自己評価に対して他人が評価することを他己評価といい、通常は直属の上司や所属する部門長が行なうので、上司評価とも言われています。
上司は評価をするための説明や訓練を受けるのが一般的だと思います。ゆえに部下が行なう自己評価よりは、結果の偏りが少ないだろうと思われるのですが、実際は色々と問題があります。
私も仕事で評価者の訓練を担当する機会も多いので、良く聞かされる問題点をお話します。

評価期間は半年に設定されている組織が多いと思います。
上司は半年ごとに評価を行なうのですが、日頃から本当に部下をよく観察しているのでしょうか。

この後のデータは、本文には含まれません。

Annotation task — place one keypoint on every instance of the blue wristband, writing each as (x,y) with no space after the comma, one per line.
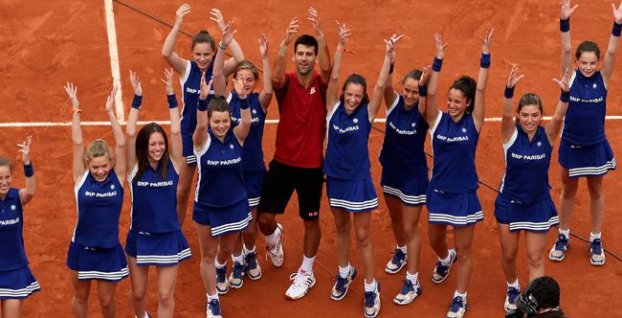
(202,106)
(564,97)
(29,171)
(137,101)
(484,61)
(617,29)
(244,104)
(564,25)
(437,64)
(423,91)
(172,101)
(509,92)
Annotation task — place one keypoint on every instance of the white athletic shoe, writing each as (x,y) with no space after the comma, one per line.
(302,281)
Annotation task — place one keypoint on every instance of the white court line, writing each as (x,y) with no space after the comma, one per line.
(114,59)
(167,122)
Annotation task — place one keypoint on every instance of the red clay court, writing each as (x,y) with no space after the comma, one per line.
(46,43)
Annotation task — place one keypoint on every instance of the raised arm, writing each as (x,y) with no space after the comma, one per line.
(566,11)
(26,194)
(507,120)
(120,155)
(76,132)
(278,77)
(241,131)
(553,127)
(333,83)
(130,128)
(220,85)
(236,50)
(613,42)
(266,93)
(175,61)
(323,55)
(436,71)
(383,78)
(479,104)
(199,137)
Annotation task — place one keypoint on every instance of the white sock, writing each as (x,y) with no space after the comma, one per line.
(344,272)
(565,233)
(307,264)
(273,238)
(413,278)
(369,287)
(594,236)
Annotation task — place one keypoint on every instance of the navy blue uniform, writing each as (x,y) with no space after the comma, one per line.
(404,166)
(349,185)
(16,279)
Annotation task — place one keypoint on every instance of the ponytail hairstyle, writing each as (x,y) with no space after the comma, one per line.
(467,85)
(356,79)
(142,150)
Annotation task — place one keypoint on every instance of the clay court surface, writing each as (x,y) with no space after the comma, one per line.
(46,43)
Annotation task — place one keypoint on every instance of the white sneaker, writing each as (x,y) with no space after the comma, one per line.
(302,281)
(275,253)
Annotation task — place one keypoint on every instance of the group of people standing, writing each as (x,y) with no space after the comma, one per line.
(219,135)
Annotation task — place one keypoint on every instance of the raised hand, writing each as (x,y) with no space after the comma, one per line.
(291,31)
(138,90)
(617,13)
(110,99)
(315,20)
(216,16)
(181,13)
(344,33)
(263,45)
(24,148)
(72,92)
(514,78)
(486,40)
(564,81)
(168,81)
(566,10)
(440,46)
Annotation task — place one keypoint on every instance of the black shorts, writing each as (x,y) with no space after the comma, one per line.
(280,183)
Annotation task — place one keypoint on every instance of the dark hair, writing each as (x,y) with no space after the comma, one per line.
(356,79)
(246,65)
(6,162)
(414,74)
(529,99)
(587,46)
(467,85)
(203,37)
(306,40)
(217,104)
(142,150)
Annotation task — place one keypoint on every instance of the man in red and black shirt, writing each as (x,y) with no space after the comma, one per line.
(297,163)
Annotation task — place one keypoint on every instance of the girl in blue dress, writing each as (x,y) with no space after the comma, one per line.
(524,202)
(584,150)
(155,236)
(95,253)
(349,186)
(16,280)
(451,197)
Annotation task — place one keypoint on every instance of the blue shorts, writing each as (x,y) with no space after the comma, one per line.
(456,209)
(538,216)
(253,183)
(409,189)
(222,220)
(97,263)
(586,161)
(351,195)
(160,249)
(18,283)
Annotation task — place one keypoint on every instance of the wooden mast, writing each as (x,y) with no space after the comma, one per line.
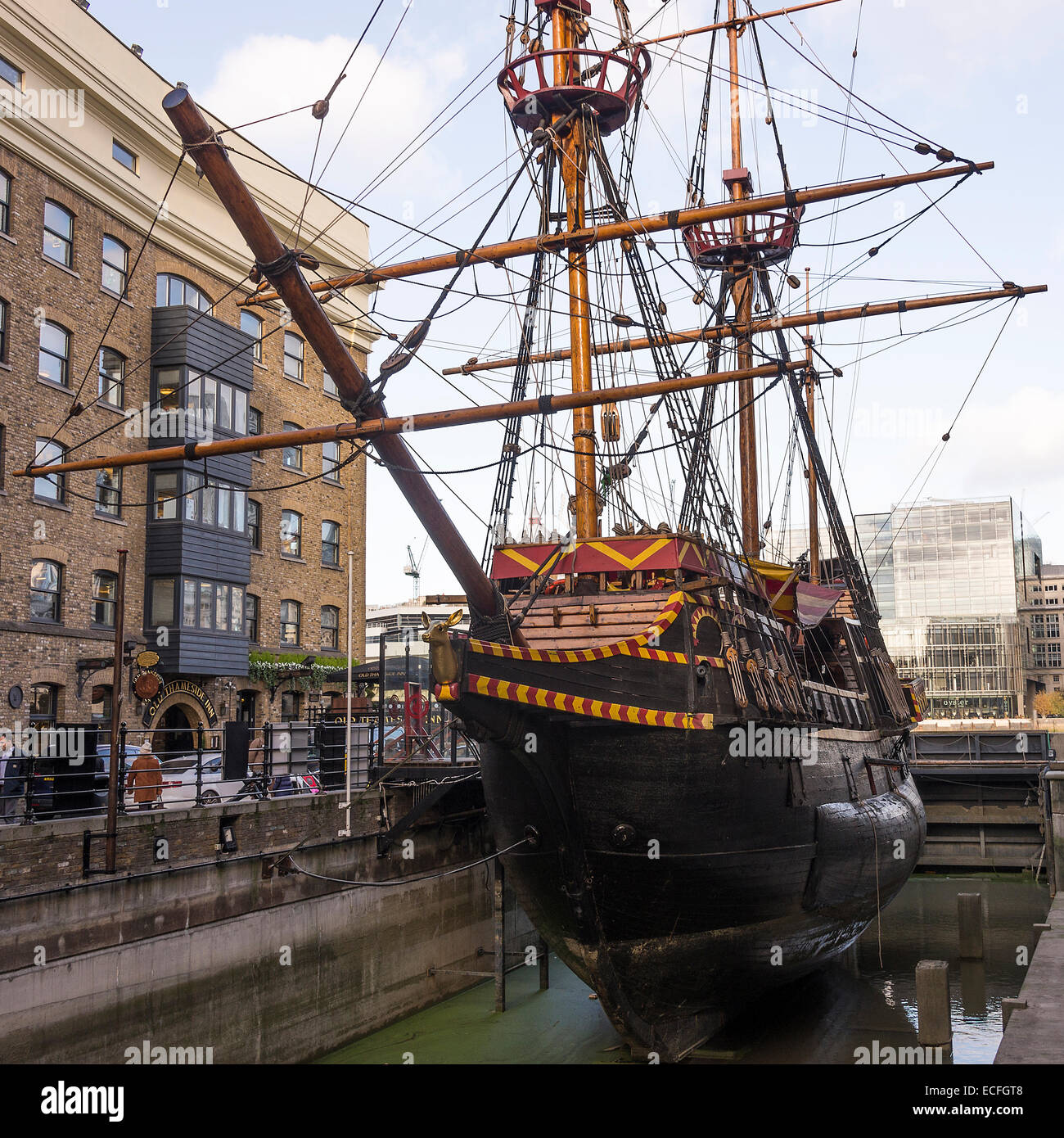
(810,406)
(404,425)
(742,296)
(769,324)
(620,230)
(574,162)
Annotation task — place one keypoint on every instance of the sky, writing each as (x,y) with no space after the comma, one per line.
(974,75)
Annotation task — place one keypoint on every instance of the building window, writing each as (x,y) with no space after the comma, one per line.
(46,587)
(11,75)
(108,492)
(250,617)
(294,349)
(105,594)
(123,155)
(291,457)
(214,504)
(111,378)
(162,607)
(330,543)
(49,487)
(291,534)
(164,499)
(116,260)
(101,702)
(54,361)
(220,403)
(251,324)
(5,201)
(255,524)
(58,235)
(171,291)
(291,616)
(255,427)
(209,606)
(43,703)
(330,463)
(330,627)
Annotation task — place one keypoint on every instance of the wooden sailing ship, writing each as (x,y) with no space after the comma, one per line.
(694,759)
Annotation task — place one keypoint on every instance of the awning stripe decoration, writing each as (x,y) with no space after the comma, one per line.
(580,705)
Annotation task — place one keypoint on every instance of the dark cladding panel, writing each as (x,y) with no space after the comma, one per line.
(192,653)
(177,548)
(205,345)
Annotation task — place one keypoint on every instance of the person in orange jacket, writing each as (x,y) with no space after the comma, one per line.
(145,779)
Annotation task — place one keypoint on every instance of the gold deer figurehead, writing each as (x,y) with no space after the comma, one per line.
(442,658)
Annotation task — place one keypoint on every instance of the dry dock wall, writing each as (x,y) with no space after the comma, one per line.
(1035,1032)
(212,953)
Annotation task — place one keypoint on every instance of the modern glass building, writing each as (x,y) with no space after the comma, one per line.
(946,580)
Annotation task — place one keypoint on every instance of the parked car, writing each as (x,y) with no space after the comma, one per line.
(66,790)
(178,784)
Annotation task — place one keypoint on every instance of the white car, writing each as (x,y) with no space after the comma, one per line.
(178,782)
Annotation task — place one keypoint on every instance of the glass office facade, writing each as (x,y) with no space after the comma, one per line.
(945,578)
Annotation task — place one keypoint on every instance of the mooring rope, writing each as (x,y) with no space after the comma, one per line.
(404,881)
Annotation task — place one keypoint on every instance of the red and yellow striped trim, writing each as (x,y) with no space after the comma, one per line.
(579,705)
(635,645)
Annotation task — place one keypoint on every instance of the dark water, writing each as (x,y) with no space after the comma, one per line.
(823,1018)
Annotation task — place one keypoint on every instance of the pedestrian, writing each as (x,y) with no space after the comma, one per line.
(12,779)
(145,779)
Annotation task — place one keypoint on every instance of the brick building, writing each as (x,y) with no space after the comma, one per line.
(222,561)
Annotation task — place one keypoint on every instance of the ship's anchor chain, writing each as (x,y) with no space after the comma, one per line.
(758,685)
(737,686)
(773,689)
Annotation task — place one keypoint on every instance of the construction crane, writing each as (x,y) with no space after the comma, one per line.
(413,568)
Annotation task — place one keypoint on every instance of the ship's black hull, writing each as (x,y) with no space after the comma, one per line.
(679,878)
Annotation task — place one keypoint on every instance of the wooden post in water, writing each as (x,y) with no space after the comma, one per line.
(500,892)
(1009,1005)
(970,919)
(933,1027)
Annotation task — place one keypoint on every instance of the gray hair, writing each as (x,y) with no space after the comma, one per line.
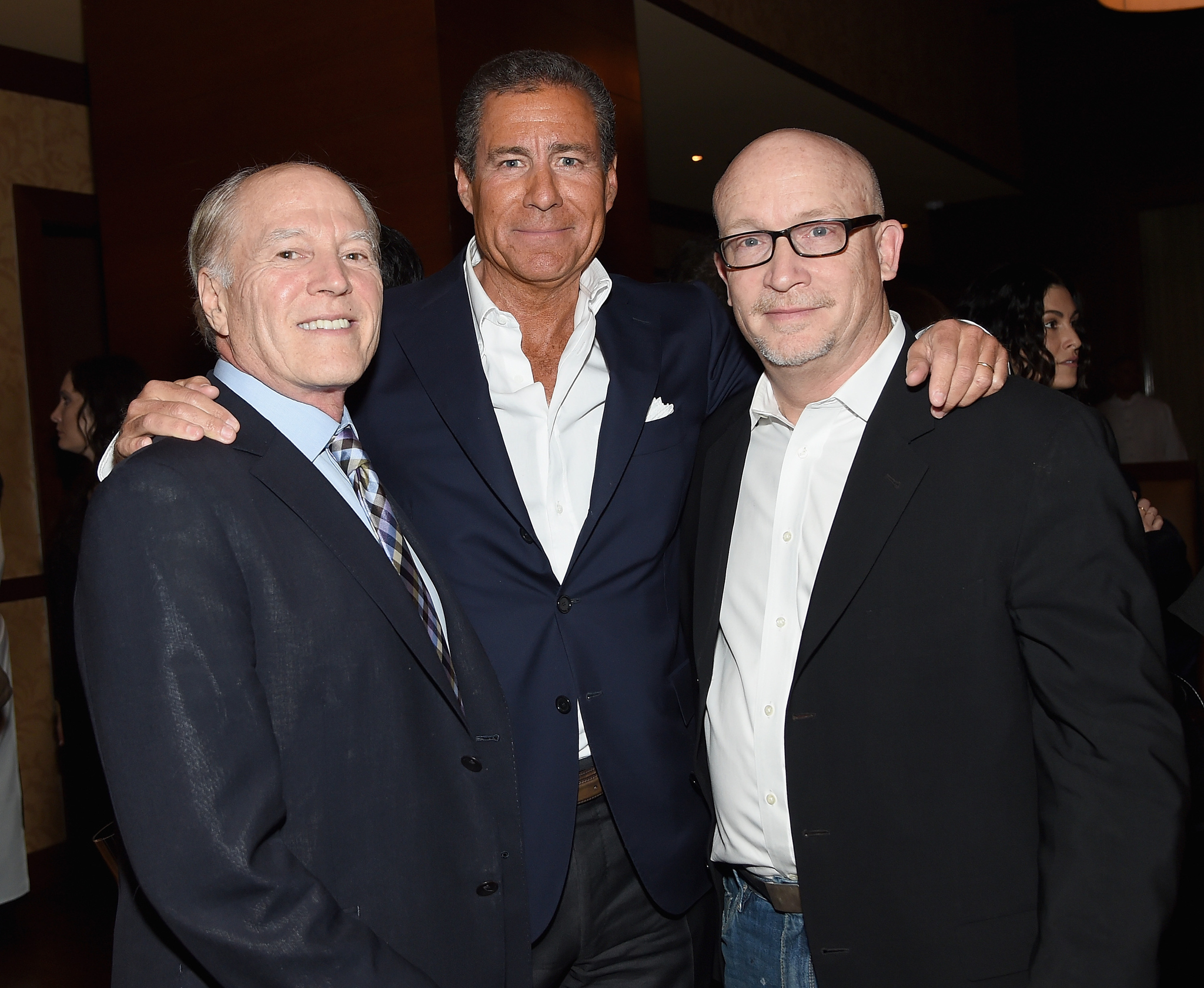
(528,71)
(216,222)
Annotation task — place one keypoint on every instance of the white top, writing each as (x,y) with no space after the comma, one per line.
(14,872)
(794,479)
(1145,429)
(553,445)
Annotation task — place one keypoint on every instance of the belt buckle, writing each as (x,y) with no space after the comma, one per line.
(589,786)
(784,898)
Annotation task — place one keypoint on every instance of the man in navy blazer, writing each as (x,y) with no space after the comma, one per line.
(536,418)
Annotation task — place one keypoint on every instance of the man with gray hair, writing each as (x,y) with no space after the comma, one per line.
(307,750)
(905,803)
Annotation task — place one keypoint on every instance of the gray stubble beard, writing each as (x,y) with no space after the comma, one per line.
(822,349)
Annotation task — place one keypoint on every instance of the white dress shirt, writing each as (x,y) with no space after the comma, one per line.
(311,429)
(794,479)
(1144,428)
(552,445)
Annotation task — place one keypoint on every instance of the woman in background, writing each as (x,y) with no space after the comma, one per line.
(92,404)
(1036,316)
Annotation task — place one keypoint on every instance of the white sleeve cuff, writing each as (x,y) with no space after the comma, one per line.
(106,462)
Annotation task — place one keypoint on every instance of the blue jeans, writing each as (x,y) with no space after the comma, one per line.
(762,949)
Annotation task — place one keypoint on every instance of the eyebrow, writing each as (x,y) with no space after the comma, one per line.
(749,226)
(558,149)
(276,236)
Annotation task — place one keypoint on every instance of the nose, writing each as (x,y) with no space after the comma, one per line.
(542,192)
(785,268)
(328,274)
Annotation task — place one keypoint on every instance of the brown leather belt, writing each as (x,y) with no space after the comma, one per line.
(784,898)
(589,786)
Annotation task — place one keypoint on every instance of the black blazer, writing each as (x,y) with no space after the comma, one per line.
(984,770)
(302,802)
(607,637)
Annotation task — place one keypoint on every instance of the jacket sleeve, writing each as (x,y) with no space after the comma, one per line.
(1109,747)
(733,365)
(168,653)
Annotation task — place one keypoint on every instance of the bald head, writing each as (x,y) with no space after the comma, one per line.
(810,311)
(783,157)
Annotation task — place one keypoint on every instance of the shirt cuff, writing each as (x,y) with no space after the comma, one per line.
(969,322)
(106,462)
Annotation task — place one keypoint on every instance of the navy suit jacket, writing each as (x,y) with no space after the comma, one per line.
(302,799)
(607,637)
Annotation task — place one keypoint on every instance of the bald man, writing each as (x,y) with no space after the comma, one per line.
(905,803)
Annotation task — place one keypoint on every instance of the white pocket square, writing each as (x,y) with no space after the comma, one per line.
(658,410)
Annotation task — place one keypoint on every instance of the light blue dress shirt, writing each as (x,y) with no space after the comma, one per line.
(311,429)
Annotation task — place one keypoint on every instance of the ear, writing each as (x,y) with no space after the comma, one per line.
(213,302)
(890,248)
(612,183)
(463,185)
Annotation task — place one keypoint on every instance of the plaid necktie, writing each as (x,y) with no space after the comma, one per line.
(346,449)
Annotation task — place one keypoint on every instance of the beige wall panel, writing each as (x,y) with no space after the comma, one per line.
(36,747)
(42,142)
(945,65)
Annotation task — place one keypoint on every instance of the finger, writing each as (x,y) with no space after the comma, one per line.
(170,418)
(175,392)
(943,357)
(999,362)
(199,383)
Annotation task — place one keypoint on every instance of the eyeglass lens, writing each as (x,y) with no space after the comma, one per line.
(808,239)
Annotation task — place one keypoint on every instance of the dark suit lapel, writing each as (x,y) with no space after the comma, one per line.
(723,469)
(884,476)
(633,352)
(441,343)
(297,483)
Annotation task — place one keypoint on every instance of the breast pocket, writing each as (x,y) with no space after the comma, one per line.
(661,434)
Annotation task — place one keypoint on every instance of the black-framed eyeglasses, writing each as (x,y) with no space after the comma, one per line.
(813,239)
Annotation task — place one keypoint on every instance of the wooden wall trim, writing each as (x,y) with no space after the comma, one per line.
(36,75)
(721,31)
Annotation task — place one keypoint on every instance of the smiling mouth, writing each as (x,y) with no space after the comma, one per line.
(327,325)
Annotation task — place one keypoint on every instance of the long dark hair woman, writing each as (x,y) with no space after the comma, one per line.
(1035,313)
(92,404)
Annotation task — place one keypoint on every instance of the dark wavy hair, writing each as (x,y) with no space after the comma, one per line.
(1011,303)
(108,385)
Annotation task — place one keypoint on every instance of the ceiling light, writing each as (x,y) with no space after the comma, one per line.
(1150,6)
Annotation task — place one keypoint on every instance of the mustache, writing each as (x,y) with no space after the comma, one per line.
(770,299)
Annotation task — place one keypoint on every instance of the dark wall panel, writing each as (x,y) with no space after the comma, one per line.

実際には、部下とのコミュニケーション不足であったり、部下の仕事が把握できていなかったりすることも多く、仕事の過程を理解していない場合も多いようです。
そういう上司は評価時期の前になってあわてて評価材料を集めるか、知っているふりをして適当に評価しているのです。
ゆえに前回お話した自己評価では、部下が高い評価をした場合、それに影響を受けて上司の評価も高くなるのです。
部下を評価する材料を持っている上司は、部下の評価が高ければ、それに対する意見もきちんと述べられますが、そうでない上司は抗弁できないので、部下の自己評価の影響を受けてしまうのです。

さらに次のような例もあります。
4月から9月が評価期間の場合、上司は評価時期に近い8月や9月の結果は良く覚えているが、4月や5月の記憶が少なく、評価されないこともあります。
評価直前の印象が評価を印象付けているのです。

このような例は上司が部下を日頃からよく見ていないことから起こりうる問題です。
これをなくすためには定期的に部下との話合いの場を持つことが唯一の解決策です。

私が関与している企業様には、少なくともひと月に1回は仕事の進捗を上司が確認する場を作るよう、お願いしています。
仕事の進捗に問題がある場合には上司に相談し、助言を求めます。進捗を確認する場で評価は行ないませんが、報告を受けた内容や、自分が助言した内容は記録として残ります。
これを6回繰り返せば、評価時期になってもあわてることはありません。
上司は、日頃から部下の仕事の過程は見ているので、最終の結果に注目すれば良いのです。少なくとも部下と評価結果に関する議論になったとしても、それに対する抗弁できる材料は確保できているはずです。

今回言いたかったことは、上司の役目は単に良い悪いの評価をすることではなく、日頃の部下の良き助言者となることです。
部下とのコミュニケーションが取れている上司の評価に対しては部下も納得し、そうでない上司に対しては部下も不満を抱くのです。